Выпили по чуть-чуть винца ради такого случая, Лаам раскурил новую трубку.
— Хорошо, Феотр. Давай, говори. Я ж вижу, что не просто так ты приехал.
Излагая суть вопроса Лааму, я взял за основу то, что уже говорил Корнату с той лишь разницей, что присвоил лавры Николая, сказав, что Демидовы попали сюда из-за меня — все-таки с Корнатом мы давние друзья, а Лаама я видел второй раз в жизни, и потому мне казалось, что с такой мотивировкой мое желание отправить Сергея с Алиной домой староста поймет лучше. И еще я чуть более подробно объяснил, что именно мне нужно. А нужно мне было совсем немного — если Лааму какой-нибудь особо бдительный лесничий доложит, что видел или слышал нечто необычное, не дать таковому докладу ходу дальше себя.
— А меня потом в это мордой не ткнут? — озадаченно поинтересовался Груитт.
— Лаам, скажи честно: если бы без этой моей просьбы к тебе кто из твоих пришел и рассказал такое, ты бы поверил?
— Пожалуй, что не поверил бы, — честно признал староста после недолгого раздумья.

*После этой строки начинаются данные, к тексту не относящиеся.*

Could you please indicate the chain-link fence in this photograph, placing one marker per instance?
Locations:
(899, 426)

— Ну вот, — я пожал плечами, — если тебя попытаются, как ты говоришь, мордой в это ткнуть, ты так и скажешь: мол, получил неправдоподобный доклад, проверил, оказалась полная ерунда. Не знаю уж, то ли вино было некачественным, то ли вино было хорошим, но человек его слишком уж много выпил, но морок получился знатный.

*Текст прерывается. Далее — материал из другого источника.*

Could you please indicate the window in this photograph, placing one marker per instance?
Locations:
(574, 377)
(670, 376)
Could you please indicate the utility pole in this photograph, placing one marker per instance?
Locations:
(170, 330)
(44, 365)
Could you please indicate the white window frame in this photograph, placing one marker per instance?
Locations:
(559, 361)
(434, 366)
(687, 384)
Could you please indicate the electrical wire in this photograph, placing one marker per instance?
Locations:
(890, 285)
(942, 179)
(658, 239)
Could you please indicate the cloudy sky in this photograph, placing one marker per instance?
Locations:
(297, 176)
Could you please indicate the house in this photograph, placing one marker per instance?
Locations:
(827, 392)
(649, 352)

Лесной староста призадумался снова, и на этот раз думал намного дольше.
— Ну что… Друзьям помочь — дело правильное. А сам-то не хочешь вернуться?
— Не хочу, — я даже головой мотнул в подтверждение своих слов. — Мой дом здесь теперь. Жена у меня здесь, дети мои здесь жить будут…

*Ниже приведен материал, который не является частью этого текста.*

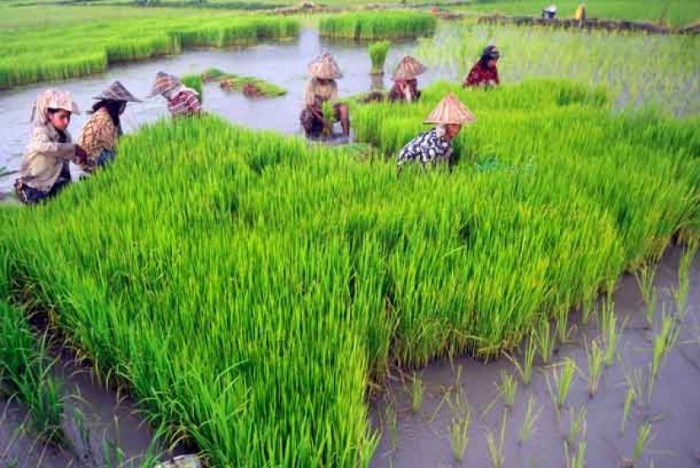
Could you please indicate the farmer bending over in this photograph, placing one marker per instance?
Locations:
(322, 88)
(103, 128)
(484, 72)
(436, 145)
(182, 101)
(405, 78)
(45, 168)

— Ты бы мог жену взять с собой, — не унимался Лаам. Въедливый товарищ…
— Понимаешь, Лаам, мне здесь прижиться проще, чем ей было бы там. Я уже прижился. А Лоари… Я даже не знаю, прижилась бы она там вообще.
— Хорошо, Феотр. Будь по-твоему, — Лаам Груитт встал и протянул мне руку.
…На обратном пути я пустил коня шагом, чтобы было время привести мысли в порядок. Ну да, Лорка в том мире, откуда я сюда попал, не прижилась бы, это точно. Да и я бы теперь уже не прижился. Здесь, как ни крути, мне лучше, и не в одних деньгах дело, хотя уровень доходов у меня тут повыше. Так что ж, получается, рыба ищет где глубже, а Феотр Миллер — где лучше? Так «лучше» — оно, знаете ли, разное бывает. Просто мне повезло и в новом мире у меня лучше стало все. Вот правда все! Здоровье — крепче. Денег — больше. У меня самая замечательная любимая и любящая жена. А главное — я и сам здесь лучше. Ну кем я был там, в мире, который уже не называю своим? Рекламщиком? Нет, кое-какие представления о том, что такое хорошо и что такое плохо, у меня были всегда — продвигать всякую заведомо вредную или ненужную хрень я никогда не брался независимо от предлагаемой оплаты. Но даже так я все равно работал на долбанное общество потребления, на либерастию, если уж совсем честно. А здесь, глядишь, и получится этого дерьма не допустить. По крайней мере, что от меня зависит, я для этого сделаю. Ну или хотя бы постараюсь сделать.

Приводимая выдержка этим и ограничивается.